On August 18, 2018, the research team of Salunkhe, Pranav Kulkarni, Nagesh Shinde, Titiksha Shevade, and Abhijit Gharat, was informed of the presence of a single gaur near Supegaon village, located inside the sanctuary.
In a bid to confirm the animal’s presence, the team began surveys of likely paths and trails to monitor whether more gaurs were present. However, they failed to locate or photograph the animal.
“A year later, on September 15, 2019, we managed to spot a herd of nine individuals, consisting of two juveniles, two sub-adults and five adults, grazing in a paddy field at the sacred grove area inside PWS. Being elusive species, the herd retreated into the forest,” said Salunkhe.
With tropical deciduous forests, PWS was established in 1986 and is spread across 52.6 square kilometres. It is just 13km away from Kashid beach in Raigad district.
“Gaurs were never known to come this close to the Indian coast till this latest discovery,” said Sunil Limaye, additional principal chief conservator of forest (wildlife west), Maharashtra forest department. “They have managed to find suitable habitats but it is extremely interesting to know how the population may have made its way from the upper reaches of the Western Ghats to PWS without being noticed. There is no proper identified wildlife corridor between Mahabaleshwar and PWS. Security at PWS has been beefed up to ensure this herd is protected,” said Limaye.

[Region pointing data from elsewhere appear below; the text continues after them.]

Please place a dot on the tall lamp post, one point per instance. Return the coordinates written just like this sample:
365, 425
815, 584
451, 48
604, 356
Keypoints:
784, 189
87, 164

Further genetic studies were needed to assess the source of this population, Salunkhe said, adding that the animals are currently threatened by habitat loss and forest fragmentation. “Diseases, particularly rinderpest, anthrax, and foot and mouth disease, transmitted by domestic cattle, are potentially serious threats. Some animals also die from ingestion of agrochemicals and human response when they wander into farmland and villages,” the study said.